Flower Or Picture Jade
Lastly, we have flower or picture jade. It’s a panorama with cream, yellow, or brown inclusions caused by oxidation and weathering of the surface of the stone. Cracks in the stone allow for other impurities to seep in, creating more complex pictures to occur on the stone.
With all these varieties, it’s clear that this stone is of great significance in Maori culture.
What Is Pounamu Used For?
Pounamu is considered a taonga, a treasure. It was a very important trade commodity for the tribes that called South Island home, as they could trade it with northern tribes.
Pounamu was an important material for tools and weapons, even after metals were introduced. Chisels, knives, scrapers, adzes, hammerstones, drill points, and fish hooks were all made from pounamu. The smaller tools were often worn as personal ornamentation and the practicality of having your tool close at hand.
What Is Hei Tiki?
When these tools were no longer useful and were at the end of their life, they were reworked into hei tiki. These were pendants depicting stylized human figures and were worn as jewelry.

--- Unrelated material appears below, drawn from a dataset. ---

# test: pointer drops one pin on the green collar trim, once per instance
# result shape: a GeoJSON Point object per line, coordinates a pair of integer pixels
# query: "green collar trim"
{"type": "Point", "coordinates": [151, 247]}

These treasures were believed to increase in spiritual power from generation to generation, absorbing the mana from the previous owners. The more generations, the more precious, and sometimes the tonga would be named after a particular owner to memorialize their position or authority.
Pounamu Taonga Today
Sometimes, these pounamu taonga were used as gifts to seal and bind agreements, a practice still observed today.
In 2011, New Zealand Prime Minister John Key presented President Obama with a beautifully hand-carved traditional Maori hand weapon. The 2016 movie Moana centers around returning the stolen heart of the goddess Te Fiti, which is a pendant made of pounamu, a thoughtful depiction of a piece of Maori culture.
Nowadays, there are designated areas on the west coast of South Island where you can go prospecting recreationally, an activity known as fossicking.